Handel’s Orlando has an anonymous libretto based on Ariosto’s epic poem Orlando furioso. Orlando’s madness is at the centre of the story and is given the most elaborate musical treatment, but the rest of the story is a thin one. The heroic Orlando refuses to fight, and when he is rejected by Angelica for Medoro, another counter-tenor role, he goes mad. Dorinda is also in love with Medoro, and the magician Zoroastro (here played as a psychiatrist, much the same thing) restores matters to harmony and brings Orlando back to sanity by the judicious application of electro-convulsive therapy, a treatment unknown in Handel’s day but an appropriate excuse for lighting – and lightning – effects.

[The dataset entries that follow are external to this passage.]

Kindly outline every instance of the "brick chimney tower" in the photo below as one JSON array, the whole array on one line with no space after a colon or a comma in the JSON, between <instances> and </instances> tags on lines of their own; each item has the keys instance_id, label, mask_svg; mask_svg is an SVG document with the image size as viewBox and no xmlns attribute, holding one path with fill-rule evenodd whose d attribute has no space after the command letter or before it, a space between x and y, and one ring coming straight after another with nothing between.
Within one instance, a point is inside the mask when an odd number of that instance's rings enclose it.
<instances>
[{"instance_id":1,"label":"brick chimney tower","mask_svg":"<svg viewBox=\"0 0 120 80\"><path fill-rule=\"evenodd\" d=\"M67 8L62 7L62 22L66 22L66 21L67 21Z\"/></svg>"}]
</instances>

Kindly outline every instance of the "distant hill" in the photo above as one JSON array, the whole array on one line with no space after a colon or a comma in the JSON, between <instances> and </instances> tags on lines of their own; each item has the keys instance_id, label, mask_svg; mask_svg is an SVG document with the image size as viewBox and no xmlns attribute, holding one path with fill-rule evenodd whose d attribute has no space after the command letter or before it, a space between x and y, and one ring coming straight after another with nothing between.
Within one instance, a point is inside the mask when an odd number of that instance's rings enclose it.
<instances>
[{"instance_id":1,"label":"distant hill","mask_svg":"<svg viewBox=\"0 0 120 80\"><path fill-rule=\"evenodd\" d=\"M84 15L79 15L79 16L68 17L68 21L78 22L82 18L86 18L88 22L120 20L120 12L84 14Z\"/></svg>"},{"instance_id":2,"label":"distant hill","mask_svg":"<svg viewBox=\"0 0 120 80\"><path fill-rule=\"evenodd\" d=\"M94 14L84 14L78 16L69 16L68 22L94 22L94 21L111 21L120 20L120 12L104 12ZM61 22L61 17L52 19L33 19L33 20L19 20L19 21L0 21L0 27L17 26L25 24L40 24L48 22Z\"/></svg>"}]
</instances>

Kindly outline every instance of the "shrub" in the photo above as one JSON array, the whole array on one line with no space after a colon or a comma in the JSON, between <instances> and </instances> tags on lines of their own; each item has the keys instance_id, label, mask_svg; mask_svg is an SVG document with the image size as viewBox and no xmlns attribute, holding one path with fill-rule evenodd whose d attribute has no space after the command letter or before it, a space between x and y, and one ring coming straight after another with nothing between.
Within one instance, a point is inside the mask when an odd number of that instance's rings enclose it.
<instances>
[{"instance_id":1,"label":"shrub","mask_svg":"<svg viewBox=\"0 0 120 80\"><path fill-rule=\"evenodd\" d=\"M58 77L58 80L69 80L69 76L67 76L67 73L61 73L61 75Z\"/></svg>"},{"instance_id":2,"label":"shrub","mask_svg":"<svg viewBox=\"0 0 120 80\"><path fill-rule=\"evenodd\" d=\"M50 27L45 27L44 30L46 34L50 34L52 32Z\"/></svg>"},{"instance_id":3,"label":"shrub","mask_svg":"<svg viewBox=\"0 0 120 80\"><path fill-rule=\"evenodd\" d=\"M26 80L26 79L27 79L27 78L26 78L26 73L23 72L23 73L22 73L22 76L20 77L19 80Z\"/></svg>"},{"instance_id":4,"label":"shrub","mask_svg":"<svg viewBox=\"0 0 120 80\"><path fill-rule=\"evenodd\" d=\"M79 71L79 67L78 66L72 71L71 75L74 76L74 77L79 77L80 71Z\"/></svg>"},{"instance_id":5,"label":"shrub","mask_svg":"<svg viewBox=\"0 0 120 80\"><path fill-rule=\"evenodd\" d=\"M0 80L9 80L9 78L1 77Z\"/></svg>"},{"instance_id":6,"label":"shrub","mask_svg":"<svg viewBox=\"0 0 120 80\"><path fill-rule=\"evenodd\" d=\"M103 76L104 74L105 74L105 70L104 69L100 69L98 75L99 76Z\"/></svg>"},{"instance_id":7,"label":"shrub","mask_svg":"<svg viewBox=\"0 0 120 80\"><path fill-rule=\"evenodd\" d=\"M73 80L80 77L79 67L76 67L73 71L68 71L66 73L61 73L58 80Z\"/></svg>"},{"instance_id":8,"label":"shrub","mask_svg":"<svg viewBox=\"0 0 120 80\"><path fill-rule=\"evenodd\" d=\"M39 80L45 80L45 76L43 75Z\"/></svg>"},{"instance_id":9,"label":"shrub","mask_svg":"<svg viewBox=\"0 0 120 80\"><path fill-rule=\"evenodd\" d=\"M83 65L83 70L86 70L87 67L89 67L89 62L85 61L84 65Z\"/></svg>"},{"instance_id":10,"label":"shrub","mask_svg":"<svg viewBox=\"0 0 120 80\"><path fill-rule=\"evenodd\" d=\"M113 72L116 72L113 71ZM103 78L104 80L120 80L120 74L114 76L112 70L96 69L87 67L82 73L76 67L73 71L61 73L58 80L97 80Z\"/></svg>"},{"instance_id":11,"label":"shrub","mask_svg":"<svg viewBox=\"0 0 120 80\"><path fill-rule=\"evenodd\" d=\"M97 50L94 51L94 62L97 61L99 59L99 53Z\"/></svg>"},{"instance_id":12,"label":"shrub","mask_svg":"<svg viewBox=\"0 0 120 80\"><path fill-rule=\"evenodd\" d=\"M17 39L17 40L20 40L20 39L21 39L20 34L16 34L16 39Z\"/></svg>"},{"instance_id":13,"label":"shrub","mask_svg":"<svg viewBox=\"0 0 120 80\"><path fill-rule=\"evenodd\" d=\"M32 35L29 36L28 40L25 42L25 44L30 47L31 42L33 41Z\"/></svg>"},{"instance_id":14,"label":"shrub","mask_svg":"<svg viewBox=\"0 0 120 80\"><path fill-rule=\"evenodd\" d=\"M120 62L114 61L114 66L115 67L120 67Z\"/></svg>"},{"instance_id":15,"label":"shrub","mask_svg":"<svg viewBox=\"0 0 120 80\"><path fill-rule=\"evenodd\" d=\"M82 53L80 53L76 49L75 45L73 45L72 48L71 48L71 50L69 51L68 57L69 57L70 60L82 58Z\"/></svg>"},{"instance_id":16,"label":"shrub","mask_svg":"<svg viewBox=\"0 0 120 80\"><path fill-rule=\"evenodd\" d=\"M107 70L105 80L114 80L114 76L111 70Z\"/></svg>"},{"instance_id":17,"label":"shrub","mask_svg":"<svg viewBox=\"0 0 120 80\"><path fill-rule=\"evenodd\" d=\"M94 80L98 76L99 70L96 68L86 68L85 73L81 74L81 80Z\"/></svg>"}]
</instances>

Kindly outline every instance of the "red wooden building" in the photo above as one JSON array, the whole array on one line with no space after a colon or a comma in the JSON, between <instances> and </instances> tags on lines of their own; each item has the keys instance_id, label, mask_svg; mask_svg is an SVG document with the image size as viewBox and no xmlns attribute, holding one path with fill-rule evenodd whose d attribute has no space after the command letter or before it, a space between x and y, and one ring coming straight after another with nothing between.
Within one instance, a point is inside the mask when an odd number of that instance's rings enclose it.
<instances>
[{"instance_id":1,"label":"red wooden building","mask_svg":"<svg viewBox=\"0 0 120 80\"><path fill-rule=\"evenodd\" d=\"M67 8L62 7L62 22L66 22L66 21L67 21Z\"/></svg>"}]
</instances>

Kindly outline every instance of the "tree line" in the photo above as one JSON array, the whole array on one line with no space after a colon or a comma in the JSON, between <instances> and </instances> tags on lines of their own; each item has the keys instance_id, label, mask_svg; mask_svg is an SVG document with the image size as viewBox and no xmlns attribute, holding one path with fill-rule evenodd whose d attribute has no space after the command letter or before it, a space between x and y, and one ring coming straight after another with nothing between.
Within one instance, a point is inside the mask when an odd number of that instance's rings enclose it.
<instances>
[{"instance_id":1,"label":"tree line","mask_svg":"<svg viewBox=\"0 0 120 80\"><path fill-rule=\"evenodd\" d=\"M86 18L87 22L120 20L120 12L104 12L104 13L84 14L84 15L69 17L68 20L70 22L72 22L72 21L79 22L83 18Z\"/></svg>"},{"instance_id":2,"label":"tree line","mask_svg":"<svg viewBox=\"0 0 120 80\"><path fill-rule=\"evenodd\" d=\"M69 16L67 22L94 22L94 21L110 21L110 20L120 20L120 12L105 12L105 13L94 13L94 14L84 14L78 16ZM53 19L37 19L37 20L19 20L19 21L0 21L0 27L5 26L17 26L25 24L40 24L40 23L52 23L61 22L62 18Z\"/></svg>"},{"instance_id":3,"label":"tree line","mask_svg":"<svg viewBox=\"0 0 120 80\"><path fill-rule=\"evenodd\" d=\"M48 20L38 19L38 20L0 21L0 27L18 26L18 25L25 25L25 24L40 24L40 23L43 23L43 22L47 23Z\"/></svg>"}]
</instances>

Harry Fehr’s production sets Orlando in a 1950’s upmarket psychiatric clinic, with globular lampshades, Crittall windows and a veneered desk in the foyer. In the wards, however, things are grimmer, with iron-framed beds and grim-faced nursing staff played with great comic style by stalwarts of the WNO chorus, including Helen Greenaway, Nicola Morgan and Sarah Pope. Another chorister, Jack O’Kelly, makes innumerable appearances in different costumes as warder, patient, porter and other roles, and manages to steal the scene in each of them.
As Zoroastro, the bass Daniel Grice was in charge of this institution, and opened with his solemn aria ‘Gieroglifici eterni’, the solemnity undercut by the nearby presence of Orlando, his head wreathed in electroencephalographic apparatus while nurses bustle around him. Orlando’s cavatina ‘Stimulato dalla gloria’, accompanied only by solo cello and continuo, immediately demonstrated that Zazzo’s counter-tenor voice is in the fruity, luscious American mezzo-like tradition of David Daniels and Bejun Mehta, rather than the thinner, dryer English sound exemplified by Robin Blaze singing Medoro. The full glory of Zazzo’s performance emerged in the blazing, horn-dominated da capo aria ‘Non fu già’, in which he tackled the semiquaver runs and sequences with virtuosity, ornamenting them even more fully in the repeat section.
Zazzo’s Orlando deteriorates from a stylish figure in air-force costume to a vision-wracked madman in vest and underpants, but manages to preserves shreds of heroism even in the face of adversity. What brings about his downfall is the arrival of the two female characters, the soubrettish Dorinda, played as a nurse by Fflur Wyn (a Handel regular with WNO), and the maturer Angelica, sung by Rebecca Evans in the best frock of the evening, with hat and red wig to match. Wyn’s light, agile voice is ideal for Dorinda’s flirtatious personality, while Evans’s weightier tone brought out the full lyric potential of Angelica’s role.